Several studies have established that the liver is involved in 95% of patients with sarcoidosis.2,16 This involvement is often asymptomatic or has only mild symptoms.3-8 Hepatobiliary disease with clinical, radiological, and biopsy features of PSC has occasionally been reported in patients with sarcoidosis,5,7,9-13 and some authors have proposed a pathophysiological relationship between these two entities.

A priori, if there was a connection between these two entities, it could be explained by several options: 1) chance occurrence of two etiologically unrelated disorders in the same individual; 2) existence of an (as of yet) uncharacterized immune defect common to both diseases; 3) a new entity with a combination of signs symptoms from these two diseases; or 4) sarcoidosis mimicking PSC.5,10,14-18

The chance occurrence of two unrelated disorders in the same individual is obviously possible. However, based on the incidence of each entity in the population it has been estimated (10) that sarcoidosis and PSC may occur by chance in the same individual between 2 to 23 times per billion (109). Therefore, if these two entities were associated with any frequency it would be unlikely to be by random chance.

In a few reports the authors postulated a common immunological mechanism involved in the pathogenesis of both entities;2,19,20 however, the reported cases included neither OLT nor autopsy examination of the entire liver, and to some extent, there was not definitive diagnosis.

In our patients, the entire explanted livers were grossly examined, serially sectioned, followed by microscopic examination of multiple sections. No findings compatible or suggestive of primary sclerosing cholangitis were found. Two hepatopathologists (PBS and AM-H) independently re-examined the pathology slides of the explanted livers and the allograft liver biopsy confirmed the diagnosis of sarcoidosis and the lack of histologic features of PSC.
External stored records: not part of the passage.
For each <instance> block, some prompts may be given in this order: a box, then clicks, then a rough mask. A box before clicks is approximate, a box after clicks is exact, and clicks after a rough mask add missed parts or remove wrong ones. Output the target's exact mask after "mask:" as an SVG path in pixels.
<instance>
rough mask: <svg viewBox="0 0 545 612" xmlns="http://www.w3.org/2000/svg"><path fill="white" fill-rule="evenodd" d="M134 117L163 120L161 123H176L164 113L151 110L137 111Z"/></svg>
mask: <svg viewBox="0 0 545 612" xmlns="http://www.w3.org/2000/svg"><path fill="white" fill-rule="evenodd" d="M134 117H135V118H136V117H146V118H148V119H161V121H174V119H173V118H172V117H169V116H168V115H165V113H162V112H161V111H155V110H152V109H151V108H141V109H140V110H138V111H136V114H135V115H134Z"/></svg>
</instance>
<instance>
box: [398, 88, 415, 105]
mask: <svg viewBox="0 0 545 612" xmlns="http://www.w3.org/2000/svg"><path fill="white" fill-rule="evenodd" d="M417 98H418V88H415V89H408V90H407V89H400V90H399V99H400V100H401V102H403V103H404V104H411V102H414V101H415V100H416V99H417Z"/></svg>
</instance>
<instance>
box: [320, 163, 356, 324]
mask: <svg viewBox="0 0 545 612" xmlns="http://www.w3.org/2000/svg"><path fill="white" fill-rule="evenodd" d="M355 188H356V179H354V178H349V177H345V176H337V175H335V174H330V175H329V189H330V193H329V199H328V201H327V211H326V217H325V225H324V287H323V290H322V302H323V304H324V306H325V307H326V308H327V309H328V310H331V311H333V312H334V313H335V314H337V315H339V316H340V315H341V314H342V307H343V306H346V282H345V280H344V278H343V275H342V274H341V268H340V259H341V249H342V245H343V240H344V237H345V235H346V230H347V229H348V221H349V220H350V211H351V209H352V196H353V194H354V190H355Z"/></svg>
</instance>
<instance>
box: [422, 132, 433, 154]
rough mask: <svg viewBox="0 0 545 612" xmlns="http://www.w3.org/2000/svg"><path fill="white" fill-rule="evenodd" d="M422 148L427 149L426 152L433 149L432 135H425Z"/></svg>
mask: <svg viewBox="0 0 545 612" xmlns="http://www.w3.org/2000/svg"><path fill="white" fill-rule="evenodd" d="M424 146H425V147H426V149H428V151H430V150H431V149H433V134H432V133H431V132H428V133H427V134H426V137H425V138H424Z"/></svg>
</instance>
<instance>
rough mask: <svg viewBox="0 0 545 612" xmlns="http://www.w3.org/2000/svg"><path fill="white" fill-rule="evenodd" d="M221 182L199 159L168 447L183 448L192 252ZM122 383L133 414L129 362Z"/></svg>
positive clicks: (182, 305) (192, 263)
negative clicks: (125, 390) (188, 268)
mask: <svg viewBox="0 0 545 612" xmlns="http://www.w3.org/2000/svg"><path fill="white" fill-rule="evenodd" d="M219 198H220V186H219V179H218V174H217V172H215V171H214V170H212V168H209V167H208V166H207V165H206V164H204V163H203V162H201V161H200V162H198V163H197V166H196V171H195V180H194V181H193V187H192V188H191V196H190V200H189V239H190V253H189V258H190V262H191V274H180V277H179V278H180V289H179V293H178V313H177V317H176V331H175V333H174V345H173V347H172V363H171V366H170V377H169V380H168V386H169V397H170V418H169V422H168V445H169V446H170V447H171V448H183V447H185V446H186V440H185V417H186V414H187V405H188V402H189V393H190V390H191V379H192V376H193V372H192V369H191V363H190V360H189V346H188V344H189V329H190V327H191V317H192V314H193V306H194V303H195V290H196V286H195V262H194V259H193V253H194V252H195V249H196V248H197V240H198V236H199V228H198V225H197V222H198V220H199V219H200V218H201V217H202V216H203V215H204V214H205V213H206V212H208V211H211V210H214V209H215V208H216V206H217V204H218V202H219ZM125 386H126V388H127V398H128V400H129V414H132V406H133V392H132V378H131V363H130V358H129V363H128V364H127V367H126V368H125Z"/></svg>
In practice, the diagnosis of PSC is made following well described radiological criteria. The major criterion is the presence of segmental strictures in the extra-and/or intrahepatic biliary tree. Possible explanations for these radiological findings in patients with sarcoidosis resembling PSC, such as those we are describing, include compression of the bile ducts at the hepatic hilum by enlarged lymph nodes or direct involvement of the bile ducts by the disease.14,21,22 In both of our cases, the explanted livers revealed direct involvement of ductal structures with extensive periductal fibrosis and bile duct damage on the intrahepatic biliary tree, correlating with the PSC-like radiological findings.

Conclusion

We report two patients that had biochemical and radiological findings characteristic of PSC. These two cases with radiological findings typical of PSC actually represent biliary tree involvement by sarcoidosis. The biliary tree changes are the result of either primary (granulomas in the ductal wall) or secondary (fibrous adhesions to surrounding lymph nodes) involvement. Therefore, radiographic abnormalities in the biliary tree with a «pruned» appearance should not be considered pathognomonic of PSC, especially in the presence of sarcoidosis. In patients with sarcoidosis presenting with a cholestatic pattern and radiological findings suspicious of PSC, the diagnosis of sarcoidosis mimicking PSC should be strongly considered. The distinction between these two entities, PSC and sarcoidosis, is of more than just academic importance because the two entities have different therapies, follow-ups, and outcomes.